For half an hour this rainy Wednesday, October 6th, I logged on to a LinkedIn Live series webinar with Dr. Jiaming Xu from the Fuqua School of Business. I sat inside the bridge between Perkins and Bostock, my laptop connected to DukeBlue wifi. I had Instagram open on my phone and was tapping through friends’ stories while I waited for the broadcast to start. I had Google Docs open in another tab to take notes.
The title of the webinar was “Can Anyone Truly Be Anonymous Online?”
Xu spoke about “network privacy,” which is “the intersection of network analysis and data privacy.” When you make an account, connect to wifi, share your location, search something online, or otherwise hint at your personal information, you are creating a “user profile”: a network of personal data that hints at your identity.
You are probably familiar with how social media companies track your decisions to curate a more engaging experience for you (i.e. the reason I scroll through TikTok for 5 minutes, then 30 minutes, then… Oh no! Two hours have gone by). Other companies track other kinds of data— data that isn’t always just for algorithmic manipulation or creepy-accurate Amazon ads (i.e. “Hey! I was just thinking about buying cat litter. How did Mr. Bezos know?”). Your name, work history, date of birth, address, location, and other critical identifying factors can be collected even if you think your profile is scrubbed clean. In a rather on-the-nose anecdote to his LinkedIn audience on Wednesday, Xu explained that in April 2021, over 500 million user profiles on LinkedIn were hacked. Valuable, “sensitive, work-related data,” he noted, was made vulnerable.
So, what do you have to worry about? I know I tend to not worry about my personal information online; letting companies collect my data benefits me. I can get targeted Google ads about things I’m interested in and cool filters on Snapchat. In a medical setting, Xu said, prediction algorithms may help patients’ health in the long run. But even anonymized and sanitized data can be traced back to you. For further reading: in an essay published in July 2021, philosophers Evan Selinger and Judy Rhee elaborate on the dangers of “normalizing surveillance.”
The meat of Xu’s talk was how your data can be traced back to you. Xu gave three examples.
The first was a study conducted by researchers at the University of Texas- Austin attempting to identify users submitting “anonymous” reviews for movies on Netflix (keep in mind this was 2007, so picture the red Netflix logo on the DVD box accordingly). To achieve this, they cross-referenced the network of reviews published by Netflix with the network of individuals signed up on IMDB; they matched those who reviewed movies similarly on both platforms with their public profiles on IMDB. You can read more about that specific study here. (For those unafraid of the full research paper, click here).
Let’s take a pause to learn a new vocab word! “Signatures.” In this example, the signature was users’ movie ratings. See if you can name the signature in the other two examples.
The second example was conducted by the same researchers; to identify users on Twitter who shared their data anonymously, it was simply a matter of cross-referencing the network of Twitter users with Flickr users. If you know a guy who knows a guy who knows a guy who knows a guy, you and that group of people are likely to initiate that same chain of following each other on every social media platform you have (it may remind you of the theory that you are connected by “six degrees of separation” from every person on the planet, which, as it turns out, is also supported by social media data). The researchers were able to identify the correct users 30.8% of the time.
Time for another vocab break! Those users who connect groups of people who know a guy who know a guy who know a guy are called “seeds.” Speaking of which, did you identify the signature in this example?
The third and final example was my personal favorite because it was the funkiest and creative. Facebook user data— also “scrubbed clean” before being sold to third-party advertisers— was overlain with LinkedIn user data to reveal a network of connections that are repeated. How did they match up those networks, you ask? First, the algorithm assigned a computed score to every individual user based on how many Facebook friends they have and one for every user based on how many LinkedIn connections they have. Then, each user was assigned a list of integers based on their friends’ popularity score. Bet you weren’t expecting that.

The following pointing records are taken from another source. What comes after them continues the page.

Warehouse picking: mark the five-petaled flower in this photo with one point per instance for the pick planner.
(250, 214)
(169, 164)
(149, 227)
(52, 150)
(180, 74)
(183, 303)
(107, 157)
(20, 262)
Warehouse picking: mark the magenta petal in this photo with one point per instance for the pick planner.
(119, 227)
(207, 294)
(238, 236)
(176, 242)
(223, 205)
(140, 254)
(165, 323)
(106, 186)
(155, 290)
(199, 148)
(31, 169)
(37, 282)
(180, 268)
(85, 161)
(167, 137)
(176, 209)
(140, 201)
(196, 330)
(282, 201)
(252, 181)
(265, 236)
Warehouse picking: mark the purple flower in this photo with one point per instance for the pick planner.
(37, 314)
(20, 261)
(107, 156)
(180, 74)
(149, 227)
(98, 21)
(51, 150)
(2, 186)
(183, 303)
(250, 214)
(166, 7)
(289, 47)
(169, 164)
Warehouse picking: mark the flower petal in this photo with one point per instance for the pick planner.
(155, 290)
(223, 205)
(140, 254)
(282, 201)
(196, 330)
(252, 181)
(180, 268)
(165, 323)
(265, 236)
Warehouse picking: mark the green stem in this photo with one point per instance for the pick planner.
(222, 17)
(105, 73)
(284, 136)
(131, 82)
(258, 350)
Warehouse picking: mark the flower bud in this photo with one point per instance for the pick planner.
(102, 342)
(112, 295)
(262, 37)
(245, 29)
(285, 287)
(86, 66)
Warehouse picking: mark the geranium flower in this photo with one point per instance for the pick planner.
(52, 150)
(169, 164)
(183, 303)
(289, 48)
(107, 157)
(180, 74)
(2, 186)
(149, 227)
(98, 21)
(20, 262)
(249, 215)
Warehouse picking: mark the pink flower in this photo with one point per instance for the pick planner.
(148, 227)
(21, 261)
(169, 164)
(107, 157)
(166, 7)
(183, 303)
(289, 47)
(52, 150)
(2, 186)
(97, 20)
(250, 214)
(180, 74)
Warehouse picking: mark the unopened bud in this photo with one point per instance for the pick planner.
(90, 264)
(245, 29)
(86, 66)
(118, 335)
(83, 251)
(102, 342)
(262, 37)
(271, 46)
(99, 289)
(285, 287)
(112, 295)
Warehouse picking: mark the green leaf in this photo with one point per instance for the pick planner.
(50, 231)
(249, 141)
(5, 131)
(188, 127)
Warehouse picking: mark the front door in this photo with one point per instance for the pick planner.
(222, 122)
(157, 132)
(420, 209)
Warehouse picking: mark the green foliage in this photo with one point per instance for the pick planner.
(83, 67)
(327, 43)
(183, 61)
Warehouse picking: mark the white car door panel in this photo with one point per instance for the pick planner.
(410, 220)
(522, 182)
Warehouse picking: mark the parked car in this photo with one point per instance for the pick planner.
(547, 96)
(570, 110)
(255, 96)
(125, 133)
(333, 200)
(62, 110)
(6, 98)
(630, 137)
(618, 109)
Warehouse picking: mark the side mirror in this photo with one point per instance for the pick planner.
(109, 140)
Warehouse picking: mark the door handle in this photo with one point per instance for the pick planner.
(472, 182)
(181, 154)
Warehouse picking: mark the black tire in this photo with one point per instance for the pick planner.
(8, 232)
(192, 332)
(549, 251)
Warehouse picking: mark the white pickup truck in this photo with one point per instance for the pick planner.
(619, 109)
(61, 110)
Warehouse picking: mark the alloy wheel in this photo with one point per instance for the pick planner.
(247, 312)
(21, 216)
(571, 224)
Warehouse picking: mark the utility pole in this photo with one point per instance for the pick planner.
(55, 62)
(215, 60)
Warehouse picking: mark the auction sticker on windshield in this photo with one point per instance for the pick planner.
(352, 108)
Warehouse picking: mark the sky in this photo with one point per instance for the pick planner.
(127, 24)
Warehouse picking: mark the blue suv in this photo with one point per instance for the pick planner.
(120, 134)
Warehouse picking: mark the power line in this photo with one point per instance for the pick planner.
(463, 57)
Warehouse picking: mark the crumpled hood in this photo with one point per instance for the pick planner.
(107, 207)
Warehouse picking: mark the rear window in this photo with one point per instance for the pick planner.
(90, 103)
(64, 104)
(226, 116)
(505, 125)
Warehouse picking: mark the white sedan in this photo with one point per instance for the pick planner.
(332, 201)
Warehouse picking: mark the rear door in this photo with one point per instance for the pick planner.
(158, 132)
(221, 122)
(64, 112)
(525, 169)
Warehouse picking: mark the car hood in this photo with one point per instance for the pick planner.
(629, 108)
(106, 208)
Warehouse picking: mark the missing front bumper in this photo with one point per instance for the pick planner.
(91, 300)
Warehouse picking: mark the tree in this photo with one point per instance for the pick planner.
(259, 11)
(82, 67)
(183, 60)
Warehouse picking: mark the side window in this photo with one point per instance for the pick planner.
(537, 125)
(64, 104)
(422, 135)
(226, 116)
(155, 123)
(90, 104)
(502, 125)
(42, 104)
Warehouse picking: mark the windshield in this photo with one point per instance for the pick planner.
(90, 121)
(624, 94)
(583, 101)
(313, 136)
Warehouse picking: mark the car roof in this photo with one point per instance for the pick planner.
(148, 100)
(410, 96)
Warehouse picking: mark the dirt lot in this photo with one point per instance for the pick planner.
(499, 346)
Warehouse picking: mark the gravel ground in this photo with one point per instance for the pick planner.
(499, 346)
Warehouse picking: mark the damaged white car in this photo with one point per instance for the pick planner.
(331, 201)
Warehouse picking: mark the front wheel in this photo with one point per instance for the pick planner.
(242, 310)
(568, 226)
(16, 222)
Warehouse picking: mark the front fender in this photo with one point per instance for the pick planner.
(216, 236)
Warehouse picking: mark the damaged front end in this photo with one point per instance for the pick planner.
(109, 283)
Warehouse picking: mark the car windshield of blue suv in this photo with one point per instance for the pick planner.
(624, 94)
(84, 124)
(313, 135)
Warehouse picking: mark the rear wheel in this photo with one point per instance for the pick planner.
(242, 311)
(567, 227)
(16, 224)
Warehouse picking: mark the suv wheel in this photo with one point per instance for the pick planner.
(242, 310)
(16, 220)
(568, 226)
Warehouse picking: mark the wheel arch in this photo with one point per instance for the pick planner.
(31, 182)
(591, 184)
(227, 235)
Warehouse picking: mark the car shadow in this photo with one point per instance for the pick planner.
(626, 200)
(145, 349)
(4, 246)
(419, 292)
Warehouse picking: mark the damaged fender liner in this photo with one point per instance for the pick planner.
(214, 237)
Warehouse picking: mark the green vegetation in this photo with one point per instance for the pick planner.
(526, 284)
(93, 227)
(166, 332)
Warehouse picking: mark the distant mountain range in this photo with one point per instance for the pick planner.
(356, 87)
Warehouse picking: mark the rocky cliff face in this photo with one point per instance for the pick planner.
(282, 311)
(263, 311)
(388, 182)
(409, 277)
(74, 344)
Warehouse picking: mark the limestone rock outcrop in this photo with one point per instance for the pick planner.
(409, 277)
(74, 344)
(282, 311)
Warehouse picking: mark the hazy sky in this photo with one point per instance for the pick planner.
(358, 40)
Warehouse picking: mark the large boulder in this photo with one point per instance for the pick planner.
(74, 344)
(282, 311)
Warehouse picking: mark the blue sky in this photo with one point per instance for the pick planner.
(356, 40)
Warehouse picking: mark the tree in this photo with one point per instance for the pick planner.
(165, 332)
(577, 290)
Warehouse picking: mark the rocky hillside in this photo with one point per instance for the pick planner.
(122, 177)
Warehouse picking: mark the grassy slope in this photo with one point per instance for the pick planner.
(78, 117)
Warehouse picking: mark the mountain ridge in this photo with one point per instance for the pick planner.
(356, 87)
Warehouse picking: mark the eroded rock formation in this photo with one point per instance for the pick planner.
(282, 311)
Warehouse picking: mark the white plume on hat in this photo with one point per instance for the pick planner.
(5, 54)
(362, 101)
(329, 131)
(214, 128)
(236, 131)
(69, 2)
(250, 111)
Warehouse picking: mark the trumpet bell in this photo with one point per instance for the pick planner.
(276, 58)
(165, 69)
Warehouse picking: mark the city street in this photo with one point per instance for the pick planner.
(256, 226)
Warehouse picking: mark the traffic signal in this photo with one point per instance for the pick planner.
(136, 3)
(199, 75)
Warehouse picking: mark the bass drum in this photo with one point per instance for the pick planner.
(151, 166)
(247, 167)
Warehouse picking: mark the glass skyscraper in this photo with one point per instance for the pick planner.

This method sort of improves upon the Twitter/Flickr example, but in addition to overlaying networks and chains of users, it better matches who is who. Since you are likely to know a guy who knows a guy who knows a guy, but you are also likely to know all of those guys down the line, following specific chains does not always accurately convey who is who. Unlike the seeds signature, the friends’ popularity signature was able to correctly re-identify users most of the time.
Sitting in the bridge Wednesday, I was connected to many networks that I wouldn’t think could be used to identify me through my limited public data. Now, I’m not so sure.
So, what’s the lesson here? At the least, it was fun to learn about, even if the ultimate realization leaves us powerless against big data analytics. Your data has monetary value, and it is not as secure as you think: but it may be worth asking whether or not we even have the ability to protect our anonymity.